Just received a call from upcountry that your mum is sick and need to be rushed to the hospital.
It is mid-month hence no money. You just have a health cover for your husband/ wife and children o -What can you do?
This is the kind of situation faced by many young people in Kenya, with latest statistics from the Kenya National Bureau of Statistics (KNBS) showing that at least 56 per cent of the elderly people rely on their relatives and well-wishers for basic needs like housing and medical care.
This situation can however be mended, thanks to private pension saving schemes like Alexander Forbes Vuna which is giving young people a chance to save for their elderly parents, cautioning them from rough emergencies like sickness and death.
The scheme which was launched in Kenya last year has already enrolled 30 employers and over 2,400 members. Recently it posted 14 per cent growth form its initial capital of Sh1.4 billion to Sh1.6 billion.

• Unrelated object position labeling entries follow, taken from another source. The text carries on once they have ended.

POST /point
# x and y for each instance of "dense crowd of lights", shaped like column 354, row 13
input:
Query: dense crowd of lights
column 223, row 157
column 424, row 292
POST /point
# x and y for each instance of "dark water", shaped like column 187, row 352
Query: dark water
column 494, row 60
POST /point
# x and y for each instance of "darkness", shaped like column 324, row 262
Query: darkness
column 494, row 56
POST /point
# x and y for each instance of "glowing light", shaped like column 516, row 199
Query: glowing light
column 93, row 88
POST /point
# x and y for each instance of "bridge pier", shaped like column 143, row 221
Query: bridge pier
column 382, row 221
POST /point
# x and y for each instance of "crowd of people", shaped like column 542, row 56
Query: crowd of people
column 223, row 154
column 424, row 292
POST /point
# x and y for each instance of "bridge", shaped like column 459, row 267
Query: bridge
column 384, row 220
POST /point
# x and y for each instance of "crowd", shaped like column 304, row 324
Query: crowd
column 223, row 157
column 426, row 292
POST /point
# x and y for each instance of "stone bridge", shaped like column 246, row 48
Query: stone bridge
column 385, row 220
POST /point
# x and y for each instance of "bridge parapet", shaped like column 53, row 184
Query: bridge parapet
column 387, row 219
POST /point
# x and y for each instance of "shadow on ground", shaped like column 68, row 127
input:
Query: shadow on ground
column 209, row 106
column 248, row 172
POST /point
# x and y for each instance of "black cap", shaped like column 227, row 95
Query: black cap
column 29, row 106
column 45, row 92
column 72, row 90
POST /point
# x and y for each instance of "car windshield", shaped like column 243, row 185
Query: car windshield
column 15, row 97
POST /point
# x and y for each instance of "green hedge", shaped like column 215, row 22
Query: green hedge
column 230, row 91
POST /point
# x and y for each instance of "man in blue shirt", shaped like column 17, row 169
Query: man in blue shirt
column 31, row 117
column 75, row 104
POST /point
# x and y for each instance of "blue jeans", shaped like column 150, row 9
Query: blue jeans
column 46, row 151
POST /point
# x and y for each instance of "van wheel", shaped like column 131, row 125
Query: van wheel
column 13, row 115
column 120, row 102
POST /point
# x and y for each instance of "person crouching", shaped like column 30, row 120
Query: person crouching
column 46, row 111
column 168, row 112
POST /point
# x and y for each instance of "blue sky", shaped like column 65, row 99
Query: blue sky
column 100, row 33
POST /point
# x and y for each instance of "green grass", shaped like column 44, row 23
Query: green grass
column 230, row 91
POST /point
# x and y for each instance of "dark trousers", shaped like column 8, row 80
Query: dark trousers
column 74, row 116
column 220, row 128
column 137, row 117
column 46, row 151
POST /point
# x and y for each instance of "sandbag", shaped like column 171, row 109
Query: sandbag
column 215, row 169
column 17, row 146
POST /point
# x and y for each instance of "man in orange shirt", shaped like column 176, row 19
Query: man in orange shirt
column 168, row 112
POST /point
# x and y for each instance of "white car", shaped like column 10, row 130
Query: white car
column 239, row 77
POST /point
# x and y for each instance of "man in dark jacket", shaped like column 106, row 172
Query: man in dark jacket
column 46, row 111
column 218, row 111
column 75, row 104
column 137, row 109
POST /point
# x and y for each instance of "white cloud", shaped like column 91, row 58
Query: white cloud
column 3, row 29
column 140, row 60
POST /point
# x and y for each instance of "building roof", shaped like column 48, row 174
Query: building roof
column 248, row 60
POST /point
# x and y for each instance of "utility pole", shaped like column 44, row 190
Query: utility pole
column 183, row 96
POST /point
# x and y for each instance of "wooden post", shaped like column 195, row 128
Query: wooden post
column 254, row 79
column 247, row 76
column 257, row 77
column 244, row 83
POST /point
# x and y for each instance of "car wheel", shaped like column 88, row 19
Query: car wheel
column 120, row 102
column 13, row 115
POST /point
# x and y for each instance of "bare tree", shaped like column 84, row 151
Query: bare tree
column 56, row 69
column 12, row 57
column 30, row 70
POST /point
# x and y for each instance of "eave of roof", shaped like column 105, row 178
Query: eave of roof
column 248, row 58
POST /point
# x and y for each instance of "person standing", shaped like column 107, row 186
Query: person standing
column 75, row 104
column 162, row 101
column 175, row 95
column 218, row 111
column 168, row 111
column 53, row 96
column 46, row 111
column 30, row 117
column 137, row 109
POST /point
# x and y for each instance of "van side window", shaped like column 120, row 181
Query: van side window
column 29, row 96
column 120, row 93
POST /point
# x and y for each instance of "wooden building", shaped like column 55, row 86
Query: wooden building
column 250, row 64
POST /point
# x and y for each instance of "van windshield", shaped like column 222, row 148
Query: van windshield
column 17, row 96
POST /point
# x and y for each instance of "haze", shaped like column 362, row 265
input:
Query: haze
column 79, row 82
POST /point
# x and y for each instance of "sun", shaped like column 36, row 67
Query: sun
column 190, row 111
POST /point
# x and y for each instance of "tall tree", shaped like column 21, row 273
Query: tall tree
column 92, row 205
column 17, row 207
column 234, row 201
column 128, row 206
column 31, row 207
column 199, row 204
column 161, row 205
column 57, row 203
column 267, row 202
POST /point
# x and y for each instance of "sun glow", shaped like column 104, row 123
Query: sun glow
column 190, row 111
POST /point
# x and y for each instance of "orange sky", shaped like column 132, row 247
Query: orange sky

According to the firm’s Head of Retail Division, Angela Okinda, the scheme managed to register a steady growth in its asset base despite the difficult year for investors
Speaking during an Annual General Meeting in Nairobi, Okinda termed high dependency ratio as one of key factor affecting saving culture amongst young working population in Kenya.
“The youth in this country has a lot of potential to generate good income and make adequate savings for their future.
She added that personal pension plans are suitable for the self-employed and employees who desire to save for their retirement especially when they do not belong to any retirement benefits scheme.
Studies by International labor organization indicate that only about five per cent of the Sub-Saharan African population is covered by the contributory pension programmes. In Kenya less than 15 per cent of the population has a health cover.
This even as the country’s life expectancy continue to go down. A Kenyan is now likely to live up to 64 year, down from 70 years a decade ago.